Myasenthia Gravis Safety Caveats

An aggressive program of dietary supplementation should not be launched without the supervision of a qualified physician. Several of the nutrients suggested in this protocol may have adverse effects. These include:

Calcium

  • Do not take calcium if you have hypercalcemia.
  • Do not take calcium if you form calcium-containing kidney stones.
  • Ingesting calcium without food can increase the risk of kidney stones in women and possibly men.
  • Calcium can cause gastrointestinal symptoms such as constipation, bloating, gas, and flatulence.
  • Large doses of calcium carbonate (12 grams or more daily or 5 grams or more of elemental calcium daily) can cause milk-alkali syndrome, nephrocalcinosis, or renal insufficiency.

Coenzyme Q10

  • See your doctor and monitor your blood glucose level frequently if you take CoQ10 and have diabetes. Several clinical reports suggest that taking CoQ10 may improve glycemic control and the function of beta cells in people who have type 2 diabetes.
  • Statin drugs (such as lovastatin, simvastatin, and pravastatin) are known to decrease CoQ10 levels.

Creatine

  • Do not take creatine if you have diabetes, kidney failure, a kidney disorder such as nephrotic syndrome, or are otherwise at risk of having a kidney disorder.
  • If you take creatine, have your serum creatinine level monitored frequently.
  • Creatine can cause muscle cramping, muscle strains, and gastrointestinal symptoms such as nausea and diarrhea.

DHEA

  • Do not take DHEA if you could be pregnant, are breastfeeding, or could have prostate, breast, uterine, or ovarian cancer.
  • DHEA can cause androgenic effects in woman such as acne, deepening of the voice, facial hair growth and hair loss.

EPA/DHA

  • Consult your doctor before taking EPA/DHA if you take warfarin (Coumadin). Taking EPA/DHA with warfarin may increase the risk of bleeding.
  • Discontinue using EPA/DHA 2 weeks before any surgical procedure.

Huperzine A

  • Do not take huperzine A if you have a seizure disorder, cardiac arrhythmias, asthma, irritable bowel syndrome, inflammatory bowel disease, or malabsorption syndrome.
  • Huperzine A can cause excessive perspiration, blurred vision, fasciculations (involuntary muscle twitching), dizziness, bronchospasm, bradycardia, arrhythmias, seizures, urinary incontinence, increased urination, excessive salivation, and gastrointestinal symptoms such as nausea, abdominal cramps, diarrhea, and vomiting.

Lecithin

  • Lecithin may cause gastrointestinal symptoms such as stomach pain, loose stools, and diarrhea.

Magnesium

  • Do not take magnesium if you have kidney failure or myasthenia gravis.

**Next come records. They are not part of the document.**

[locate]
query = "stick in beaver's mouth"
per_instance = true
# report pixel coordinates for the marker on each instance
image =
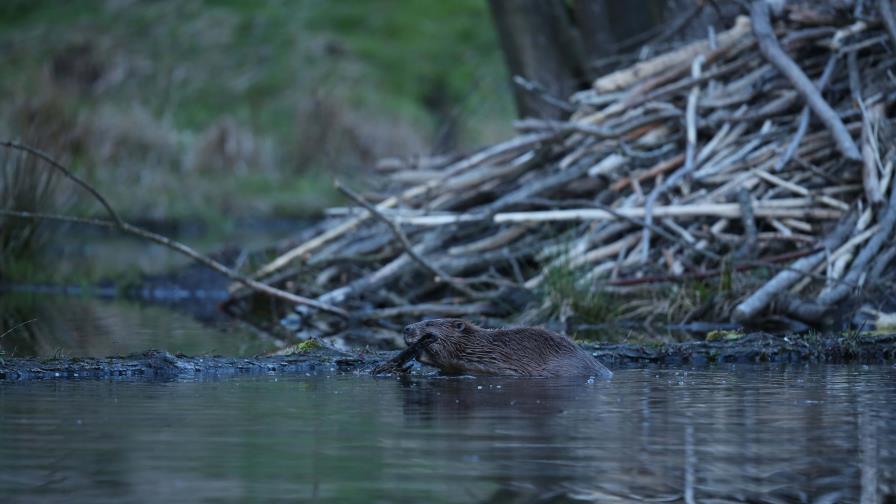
(397, 364)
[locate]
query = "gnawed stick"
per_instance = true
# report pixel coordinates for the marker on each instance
(759, 300)
(690, 152)
(804, 117)
(771, 49)
(511, 146)
(885, 7)
(440, 275)
(426, 309)
(814, 311)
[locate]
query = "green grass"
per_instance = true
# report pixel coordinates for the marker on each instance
(172, 71)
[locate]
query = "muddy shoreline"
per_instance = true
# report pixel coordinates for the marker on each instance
(162, 366)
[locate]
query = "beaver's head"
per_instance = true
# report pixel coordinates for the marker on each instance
(441, 341)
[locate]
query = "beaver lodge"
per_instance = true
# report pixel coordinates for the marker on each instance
(744, 177)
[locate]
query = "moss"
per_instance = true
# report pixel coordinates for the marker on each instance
(307, 346)
(724, 335)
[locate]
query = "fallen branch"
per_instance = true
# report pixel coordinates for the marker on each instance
(771, 49)
(440, 276)
(117, 223)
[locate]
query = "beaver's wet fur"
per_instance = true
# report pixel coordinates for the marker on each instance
(456, 346)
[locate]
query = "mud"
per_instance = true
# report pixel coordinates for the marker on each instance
(753, 348)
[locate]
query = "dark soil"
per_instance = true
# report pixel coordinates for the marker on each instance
(752, 348)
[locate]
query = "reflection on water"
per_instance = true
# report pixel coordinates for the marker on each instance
(86, 327)
(747, 433)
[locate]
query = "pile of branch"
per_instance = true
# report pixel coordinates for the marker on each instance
(767, 146)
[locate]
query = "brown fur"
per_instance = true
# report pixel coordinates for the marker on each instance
(459, 347)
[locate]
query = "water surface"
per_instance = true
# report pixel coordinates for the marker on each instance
(745, 433)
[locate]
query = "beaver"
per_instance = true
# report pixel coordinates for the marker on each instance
(456, 346)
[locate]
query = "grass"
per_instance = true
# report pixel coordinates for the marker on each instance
(153, 97)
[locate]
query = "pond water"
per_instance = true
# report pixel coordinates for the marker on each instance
(741, 433)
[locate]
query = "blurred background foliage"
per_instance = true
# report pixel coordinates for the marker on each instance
(213, 109)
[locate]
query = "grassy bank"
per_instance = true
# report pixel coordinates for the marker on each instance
(232, 107)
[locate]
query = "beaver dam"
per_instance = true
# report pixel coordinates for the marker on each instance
(747, 176)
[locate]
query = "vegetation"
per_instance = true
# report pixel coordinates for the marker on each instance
(231, 107)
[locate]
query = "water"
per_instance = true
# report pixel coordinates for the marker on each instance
(745, 433)
(72, 326)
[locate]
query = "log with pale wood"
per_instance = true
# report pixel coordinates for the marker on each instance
(769, 140)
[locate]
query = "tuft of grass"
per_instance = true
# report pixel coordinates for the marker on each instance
(307, 346)
(568, 298)
(28, 185)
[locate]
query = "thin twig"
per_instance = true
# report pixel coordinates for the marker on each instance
(405, 244)
(68, 174)
(13, 328)
(690, 152)
(771, 49)
(804, 116)
(186, 250)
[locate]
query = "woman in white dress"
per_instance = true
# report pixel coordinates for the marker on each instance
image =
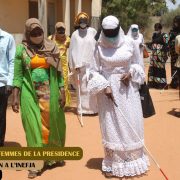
(138, 38)
(80, 57)
(115, 78)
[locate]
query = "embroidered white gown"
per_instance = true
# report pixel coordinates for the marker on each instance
(124, 155)
(81, 53)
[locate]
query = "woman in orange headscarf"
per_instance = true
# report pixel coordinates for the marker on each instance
(39, 87)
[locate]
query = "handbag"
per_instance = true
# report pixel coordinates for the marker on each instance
(146, 101)
(145, 53)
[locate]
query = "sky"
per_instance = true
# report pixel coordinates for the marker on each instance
(171, 5)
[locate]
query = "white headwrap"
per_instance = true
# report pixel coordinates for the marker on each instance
(111, 22)
(130, 31)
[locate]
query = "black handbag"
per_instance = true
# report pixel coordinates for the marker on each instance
(146, 101)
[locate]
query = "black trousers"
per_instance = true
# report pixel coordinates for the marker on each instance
(3, 108)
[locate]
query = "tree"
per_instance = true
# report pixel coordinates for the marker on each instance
(133, 11)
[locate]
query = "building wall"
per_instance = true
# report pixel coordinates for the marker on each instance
(13, 14)
(86, 7)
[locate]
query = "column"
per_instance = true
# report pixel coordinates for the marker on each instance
(42, 13)
(66, 15)
(96, 13)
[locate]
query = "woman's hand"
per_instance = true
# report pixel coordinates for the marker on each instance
(62, 99)
(108, 93)
(126, 78)
(78, 70)
(15, 101)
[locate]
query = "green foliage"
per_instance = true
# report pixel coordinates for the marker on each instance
(167, 18)
(133, 11)
(128, 11)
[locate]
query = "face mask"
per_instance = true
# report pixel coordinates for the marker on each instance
(83, 25)
(134, 34)
(111, 39)
(37, 40)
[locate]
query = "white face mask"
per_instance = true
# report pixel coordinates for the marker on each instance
(37, 40)
(111, 39)
(134, 34)
(83, 25)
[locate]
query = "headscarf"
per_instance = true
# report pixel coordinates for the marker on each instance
(111, 22)
(130, 31)
(78, 17)
(47, 48)
(176, 20)
(60, 24)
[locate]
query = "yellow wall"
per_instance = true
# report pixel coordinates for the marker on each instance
(13, 14)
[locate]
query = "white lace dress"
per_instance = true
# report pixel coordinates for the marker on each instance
(124, 155)
(80, 56)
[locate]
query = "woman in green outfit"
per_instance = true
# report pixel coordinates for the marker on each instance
(40, 88)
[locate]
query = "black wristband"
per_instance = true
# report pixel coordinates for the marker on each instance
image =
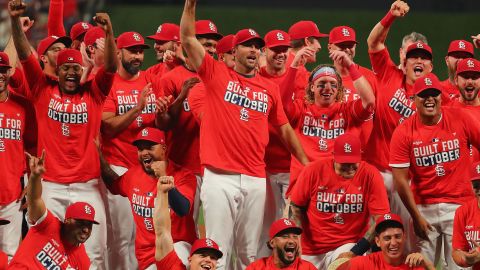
(360, 247)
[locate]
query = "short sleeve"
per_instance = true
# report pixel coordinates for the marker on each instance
(400, 148)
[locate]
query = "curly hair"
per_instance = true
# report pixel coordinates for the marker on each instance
(309, 95)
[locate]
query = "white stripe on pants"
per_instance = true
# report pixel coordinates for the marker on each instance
(120, 230)
(233, 205)
(58, 197)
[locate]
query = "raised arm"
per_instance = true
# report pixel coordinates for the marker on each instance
(364, 89)
(192, 46)
(378, 35)
(36, 205)
(161, 214)
(113, 124)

NADH (Nicotinamide Adenine Dinucleotide)

  • NADH can cause gastrointestinal symptoms such as nausea and loss of appetite.

Potassium

  • Do not take potassium if you have hyperkalemia (a greater-than-normal concentration of potassium in the blood).
  • Consult your doctor before taking potassium for potassium deficiency.
  • Potassium can cause rash and gastrointestinal symptoms such as nausea, vomiting, and diarrhea.

Vitamin K

  • Do not take vitamin K if you are taking warfarin sodium unless, the vitamin K is specifically prescribed by your physician.